Depreciation, depletion and amortization expense: Oil and gas depreciation, depletion and amortization expense raised 16% to $26.8 million in the three months ended March 31, 2009, compared with $23 million in the comparable year-ago quarter. Depletion expense totaled $26.1 million in the most recent quarter, compared with $22.5 million in the three months ended March 31, 2008. The raise in depletion expense was because of higher production from continuing operations, slightly counterbalanced by lower depletion rates. The depletion rate decreased from $4.19 per Mcfe in last year’s first quarter to $4.13 per Mcfe in the current-year period, primarily due to the effect of impairments recorded in the fourth quarter of 2008, partly counterbalanced by the effect of low spot commodity prices at March 31, 2009 on the depletion computation. Delta Petroleum anticipates future depletion rates to decline if commodity prices increase.

General and administrative expense: General and administrative expense declined 6% to $12.6 million in the three months ended March 31, 2009, compared with $13.4 million in the year-ago quarter.

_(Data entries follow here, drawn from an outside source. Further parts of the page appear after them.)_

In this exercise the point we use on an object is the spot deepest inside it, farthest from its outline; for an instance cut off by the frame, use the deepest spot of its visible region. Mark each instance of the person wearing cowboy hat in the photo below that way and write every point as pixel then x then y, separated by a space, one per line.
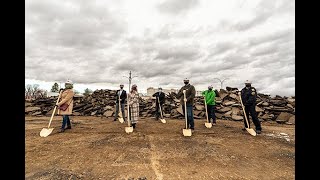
pixel 210 98
pixel 66 98
pixel 133 98
pixel 122 95
pixel 190 92
pixel 249 97
pixel 161 97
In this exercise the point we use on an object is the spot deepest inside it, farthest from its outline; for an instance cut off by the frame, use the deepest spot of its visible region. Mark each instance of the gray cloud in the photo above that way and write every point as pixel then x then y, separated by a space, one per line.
pixel 93 43
pixel 177 6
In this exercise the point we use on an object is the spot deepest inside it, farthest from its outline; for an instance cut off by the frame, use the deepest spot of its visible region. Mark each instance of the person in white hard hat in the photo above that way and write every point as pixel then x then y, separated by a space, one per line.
pixel 249 97
pixel 65 105
pixel 123 96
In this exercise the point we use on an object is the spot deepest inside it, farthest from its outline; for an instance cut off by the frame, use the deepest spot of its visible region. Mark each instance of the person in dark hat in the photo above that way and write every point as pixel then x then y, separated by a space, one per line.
pixel 249 97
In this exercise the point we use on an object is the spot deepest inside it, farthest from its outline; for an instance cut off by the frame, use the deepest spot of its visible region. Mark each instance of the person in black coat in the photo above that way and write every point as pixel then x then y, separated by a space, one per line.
pixel 123 96
pixel 249 97
pixel 161 96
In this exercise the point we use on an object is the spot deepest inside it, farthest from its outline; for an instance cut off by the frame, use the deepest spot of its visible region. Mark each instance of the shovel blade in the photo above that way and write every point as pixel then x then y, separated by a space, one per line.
pixel 187 132
pixel 129 129
pixel 251 131
pixel 46 132
pixel 208 125
pixel 120 119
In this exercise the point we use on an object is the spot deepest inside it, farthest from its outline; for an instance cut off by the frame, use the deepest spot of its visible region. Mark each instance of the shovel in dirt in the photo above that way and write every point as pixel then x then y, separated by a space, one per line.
pixel 47 131
pixel 120 118
pixel 207 124
pixel 186 131
pixel 250 130
pixel 161 119
pixel 128 129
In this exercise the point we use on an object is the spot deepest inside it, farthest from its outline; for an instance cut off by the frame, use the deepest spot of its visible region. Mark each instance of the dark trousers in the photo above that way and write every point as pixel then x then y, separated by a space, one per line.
pixel 158 110
pixel 190 121
pixel 117 111
pixel 211 114
pixel 65 120
pixel 252 110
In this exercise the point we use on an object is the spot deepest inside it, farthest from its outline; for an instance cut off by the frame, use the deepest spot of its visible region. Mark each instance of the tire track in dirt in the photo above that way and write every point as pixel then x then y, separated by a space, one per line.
pixel 154 159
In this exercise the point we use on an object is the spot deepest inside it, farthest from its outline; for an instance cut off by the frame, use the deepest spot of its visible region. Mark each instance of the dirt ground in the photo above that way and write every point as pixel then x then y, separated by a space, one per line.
pixel 99 148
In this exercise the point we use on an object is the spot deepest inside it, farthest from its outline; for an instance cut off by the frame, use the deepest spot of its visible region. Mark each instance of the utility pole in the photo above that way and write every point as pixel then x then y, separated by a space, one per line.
pixel 221 82
pixel 130 78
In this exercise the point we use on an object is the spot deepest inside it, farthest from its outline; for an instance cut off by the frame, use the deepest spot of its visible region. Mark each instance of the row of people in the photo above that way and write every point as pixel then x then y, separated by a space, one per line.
pixel 248 95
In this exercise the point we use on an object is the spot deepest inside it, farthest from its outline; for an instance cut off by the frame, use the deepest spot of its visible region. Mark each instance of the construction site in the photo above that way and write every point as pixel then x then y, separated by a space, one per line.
pixel 97 147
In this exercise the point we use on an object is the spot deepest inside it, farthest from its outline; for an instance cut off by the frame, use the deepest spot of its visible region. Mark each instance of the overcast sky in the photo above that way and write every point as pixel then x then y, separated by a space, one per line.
pixel 96 43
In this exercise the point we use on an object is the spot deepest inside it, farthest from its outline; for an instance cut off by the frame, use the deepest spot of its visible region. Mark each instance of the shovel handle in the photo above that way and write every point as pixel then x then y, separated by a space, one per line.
pixel 54 110
pixel 160 108
pixel 120 110
pixel 128 109
pixel 185 110
pixel 205 104
pixel 244 112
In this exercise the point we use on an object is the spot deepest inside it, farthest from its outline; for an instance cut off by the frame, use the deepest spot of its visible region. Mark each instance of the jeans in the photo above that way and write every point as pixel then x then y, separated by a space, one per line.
pixel 158 110
pixel 252 110
pixel 117 111
pixel 211 114
pixel 190 121
pixel 65 120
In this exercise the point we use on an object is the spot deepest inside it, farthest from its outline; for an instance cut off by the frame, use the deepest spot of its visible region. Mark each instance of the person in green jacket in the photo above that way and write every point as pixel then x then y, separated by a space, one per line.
pixel 210 97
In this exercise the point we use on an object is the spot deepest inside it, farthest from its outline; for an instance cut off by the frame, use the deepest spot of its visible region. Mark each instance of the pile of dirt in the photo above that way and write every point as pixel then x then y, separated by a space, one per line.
pixel 102 103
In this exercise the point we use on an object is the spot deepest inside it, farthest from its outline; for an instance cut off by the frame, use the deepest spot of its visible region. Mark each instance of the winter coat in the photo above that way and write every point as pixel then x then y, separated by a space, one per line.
pixel 190 94
pixel 134 106
pixel 210 97
pixel 66 97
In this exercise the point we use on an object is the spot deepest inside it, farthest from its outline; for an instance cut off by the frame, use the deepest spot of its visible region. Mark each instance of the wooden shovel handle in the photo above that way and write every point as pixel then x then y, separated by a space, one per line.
pixel 244 112
pixel 160 108
pixel 54 110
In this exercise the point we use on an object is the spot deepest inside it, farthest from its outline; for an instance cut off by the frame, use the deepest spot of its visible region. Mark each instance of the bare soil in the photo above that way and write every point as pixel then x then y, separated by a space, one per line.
pixel 99 148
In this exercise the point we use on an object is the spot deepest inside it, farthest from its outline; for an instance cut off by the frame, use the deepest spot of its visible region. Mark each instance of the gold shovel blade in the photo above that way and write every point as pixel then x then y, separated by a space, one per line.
pixel 208 125
pixel 163 120
pixel 46 132
pixel 129 129
pixel 187 132
pixel 251 131
pixel 120 119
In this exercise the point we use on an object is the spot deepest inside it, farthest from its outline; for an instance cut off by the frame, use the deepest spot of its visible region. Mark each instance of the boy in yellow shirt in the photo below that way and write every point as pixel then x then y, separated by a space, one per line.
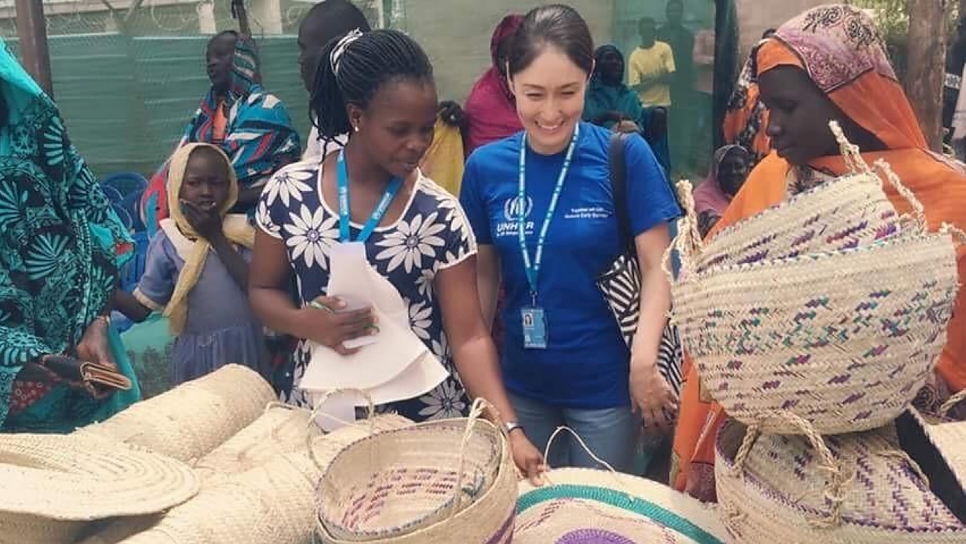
pixel 651 67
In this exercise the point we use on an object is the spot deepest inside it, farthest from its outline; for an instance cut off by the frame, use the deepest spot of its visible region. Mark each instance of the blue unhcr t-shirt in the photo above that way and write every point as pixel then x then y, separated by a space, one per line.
pixel 586 363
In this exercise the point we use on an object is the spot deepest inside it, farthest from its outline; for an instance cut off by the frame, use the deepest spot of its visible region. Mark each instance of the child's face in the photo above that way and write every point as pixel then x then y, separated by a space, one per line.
pixel 205 181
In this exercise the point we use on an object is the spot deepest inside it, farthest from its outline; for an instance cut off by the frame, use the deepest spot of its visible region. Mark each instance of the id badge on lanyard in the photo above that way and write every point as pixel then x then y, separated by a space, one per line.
pixel 533 318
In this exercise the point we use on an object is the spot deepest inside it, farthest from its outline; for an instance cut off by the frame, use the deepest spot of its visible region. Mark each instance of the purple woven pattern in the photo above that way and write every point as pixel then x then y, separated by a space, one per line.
pixel 579 521
pixel 840 214
pixel 844 339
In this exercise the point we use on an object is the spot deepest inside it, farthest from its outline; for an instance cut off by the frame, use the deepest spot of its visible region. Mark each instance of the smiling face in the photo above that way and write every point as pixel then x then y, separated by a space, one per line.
pixel 219 59
pixel 397 125
pixel 799 114
pixel 550 99
pixel 205 180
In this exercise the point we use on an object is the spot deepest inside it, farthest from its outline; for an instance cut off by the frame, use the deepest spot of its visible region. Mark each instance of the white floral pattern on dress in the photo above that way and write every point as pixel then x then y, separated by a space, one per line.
pixel 445 401
pixel 311 234
pixel 431 235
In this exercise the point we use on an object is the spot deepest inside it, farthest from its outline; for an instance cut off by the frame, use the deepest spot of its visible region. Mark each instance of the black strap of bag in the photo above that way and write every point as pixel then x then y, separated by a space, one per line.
pixel 618 182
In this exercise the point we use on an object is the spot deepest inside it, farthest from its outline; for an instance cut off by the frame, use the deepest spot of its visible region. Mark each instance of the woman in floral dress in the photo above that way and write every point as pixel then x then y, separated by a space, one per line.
pixel 378 87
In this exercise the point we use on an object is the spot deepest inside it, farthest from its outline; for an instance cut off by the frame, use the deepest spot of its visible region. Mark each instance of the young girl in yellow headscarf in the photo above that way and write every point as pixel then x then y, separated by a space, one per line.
pixel 197 269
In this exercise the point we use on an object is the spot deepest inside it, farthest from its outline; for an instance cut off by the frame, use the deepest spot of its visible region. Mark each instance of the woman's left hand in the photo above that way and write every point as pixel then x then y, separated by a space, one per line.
pixel 652 396
pixel 206 222
pixel 94 345
pixel 527 457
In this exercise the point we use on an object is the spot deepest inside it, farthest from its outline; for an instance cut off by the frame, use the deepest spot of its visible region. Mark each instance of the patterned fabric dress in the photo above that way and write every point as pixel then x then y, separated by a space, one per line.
pixel 60 248
pixel 431 235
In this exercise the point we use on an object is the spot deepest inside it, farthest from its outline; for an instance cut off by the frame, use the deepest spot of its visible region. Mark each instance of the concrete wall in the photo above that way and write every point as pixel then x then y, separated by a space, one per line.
pixel 456 34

The decline in general and administrative expense was mainly attributed to a reduction in non-cash stock compensation expense resulting from lower executive performance share costs, and from forfeitures and modifications associated to a decrease in force in early March 2009 that affected about one-third of Delta Petroleum’s personnel.

Further reductions in cash general and administrative costs should result from the decrease in force, along with a 20% salary reduction for executive officers, directors and much of the company’s senior management team that was implemented at the end of the first quarter. Based upon initial results for the month of April 2009, Delta Petroleum anticipates second quarter cash general and administrative expenses to decline by 20%-25% from first quarter levels with further reductions anticipated throughout 2009.